As the weather turns warm and I start thinking a lot more about heirloom tomatoes than hearty winter roasts, my palate also turns to lighter wine varieties. Sure, I’ll still enjoy my Zins, Cabernets and big, busty California Chards. But, generally speaking, as the temperatures soar and the cuisine in my kitchen lightens up—more salads, sushi, cold soups and such—I want wines that are a bit lower in alcohol and a little lighter on the tongue than the bruising wines of winter. Here’s a roundup of eight economical wines that are perfectly suited to spring and summer sipping.
As an accompaniment for salads and seafood—even sushi—Sauvignon Blanc is always a good option, and there are two inexpensive ones that I frequently lean on when I’m in the market for crisp, fruity Sauvignon Blanc. SeaGlass ($12.99), from Santa Barbara County, is a solid and dependable Sauvignon Blanc, with sea glass—the kind you might stumble upon during a walk on a Santa Barbara beach—depicted on the bottle label. Grapefruit, lime and lemon aromas mingle with traditional Sauvignon Blanc gooseberry flavors to create a crisp, tart wine that pairs beautifully with crab cakes. Named for a small bay tucked away on New Zealand’s Marlborough Coast, Monkey Bay Sauvignon Blanc is on sale this month for $7.98 (normally $9.99), which makes it an ideal time to try it. Crisp and lively, this is a prototypical New Zealand Sauvignon Blanc, with passion fruit and grapefruit notes, along with hints of pineapple. Think shellfish.

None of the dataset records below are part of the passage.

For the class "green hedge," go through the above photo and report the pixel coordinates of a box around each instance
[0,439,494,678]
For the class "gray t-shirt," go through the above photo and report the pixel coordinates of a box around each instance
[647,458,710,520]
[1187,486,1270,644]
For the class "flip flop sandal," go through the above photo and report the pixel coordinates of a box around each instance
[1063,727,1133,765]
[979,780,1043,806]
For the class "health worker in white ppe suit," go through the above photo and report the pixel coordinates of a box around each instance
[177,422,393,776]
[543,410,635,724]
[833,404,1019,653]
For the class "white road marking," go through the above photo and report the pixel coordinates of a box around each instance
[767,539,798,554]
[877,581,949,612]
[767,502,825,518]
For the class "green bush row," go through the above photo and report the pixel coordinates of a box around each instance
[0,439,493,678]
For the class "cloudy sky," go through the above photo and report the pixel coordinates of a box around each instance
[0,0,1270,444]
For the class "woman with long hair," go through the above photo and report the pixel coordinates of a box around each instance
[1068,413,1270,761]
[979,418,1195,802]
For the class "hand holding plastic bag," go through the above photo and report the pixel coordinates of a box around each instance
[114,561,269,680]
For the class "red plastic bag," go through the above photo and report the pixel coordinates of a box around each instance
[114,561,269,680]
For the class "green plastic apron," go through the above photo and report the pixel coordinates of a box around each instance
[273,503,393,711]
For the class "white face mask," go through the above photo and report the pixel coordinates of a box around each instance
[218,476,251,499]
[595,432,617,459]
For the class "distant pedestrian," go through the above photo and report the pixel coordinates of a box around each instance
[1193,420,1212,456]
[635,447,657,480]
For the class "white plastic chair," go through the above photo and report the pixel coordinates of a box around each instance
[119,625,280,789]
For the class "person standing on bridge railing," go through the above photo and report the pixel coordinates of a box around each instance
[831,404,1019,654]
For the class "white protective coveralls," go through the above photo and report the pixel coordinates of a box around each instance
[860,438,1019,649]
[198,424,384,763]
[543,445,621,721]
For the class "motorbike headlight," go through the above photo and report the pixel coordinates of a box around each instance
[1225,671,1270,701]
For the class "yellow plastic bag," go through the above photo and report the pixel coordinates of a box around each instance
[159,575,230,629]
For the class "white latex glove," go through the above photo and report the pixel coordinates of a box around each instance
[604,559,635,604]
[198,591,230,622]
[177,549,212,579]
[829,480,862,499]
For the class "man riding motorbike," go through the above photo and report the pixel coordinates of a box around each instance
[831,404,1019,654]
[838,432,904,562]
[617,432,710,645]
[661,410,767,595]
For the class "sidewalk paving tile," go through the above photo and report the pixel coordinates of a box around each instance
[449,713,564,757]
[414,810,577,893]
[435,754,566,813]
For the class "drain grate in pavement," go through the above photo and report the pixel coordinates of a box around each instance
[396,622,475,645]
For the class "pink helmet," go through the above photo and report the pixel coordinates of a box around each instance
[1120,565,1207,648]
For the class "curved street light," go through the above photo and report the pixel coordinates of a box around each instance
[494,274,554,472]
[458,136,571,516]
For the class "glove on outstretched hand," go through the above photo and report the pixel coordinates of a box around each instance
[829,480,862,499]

German and Alsatian grape varietals like Riesling and Gewürztraminer are perfect for spring/summer sipping, and it’s hard for me to pass up a bottle of Dr. Loosen Bros. “DRL” Riesling ($12.62), from the Mosel region of Germany. Winemaker Ernst Loosen produces a perennial crowd-pleaser with his “DRL”—a wine with beautiful aromatics (peach and white flowers) that’s slightly sweet but fruity and balanced with good acidity on the palate. It’s a terrific picnic wine, and so is my favorite domestic Riesling: Chateau Ste. Michelle Eroica Riesling ($21.99), from Washington’s Columbia Valley. This is an elegant, well-made Riesling that is, quite simply, gorgeous. It’s called Eroica, but it’s erotic to me, and it partners well with Asian cuisines. Londer Vineyards Dry Gewürztraminer ($11.99) comes from California’s Anderson Valley. Londer is a small family winery run by Larry and Shirlee Londer, known especially for their world-class Pinot Noir, but I really like this Gewürztraminer, with its pretty honeysuckle and lychee aromas and crisp acidity. It’s a good match for spicy Indian, Mexican and Asian fare.
A pair of wines from Italy will put a little spring in your step. Beni di Batasiolo Moscato d’Asti ($14.99) is slightly effervescent (frizzante in Italian), soft and a little sweet with flavors of overripe fruit. It pairs nicely with a range of desserts and also makes a good aperitif. More fizzy yet is Ruffino Prosecco ($15.37), from one of Italy’s most enduring and reliable winemakers, known mostly for their Chianti. Easy to spot with its egg-yolk-yellow label reminiscent of Veuve Clicquot, Ruffino Prosecco is extra-dry in style, crisp and clean, with ripe apple and pear aromas and hints of peaches on the tongue. This Prosecco pairs well with all sorts of food, from fried calamari to pizza, white-meat dishes and seafood.
One of the best French wine values is La Vieille Ferme Blanc ($7.99), produced by the renowned Perrin family. This archetypical Rhône white is soft and fruity, with a bit of clay backbone—perfect as an aperitif or paired with simple summer dishes like chicken salad.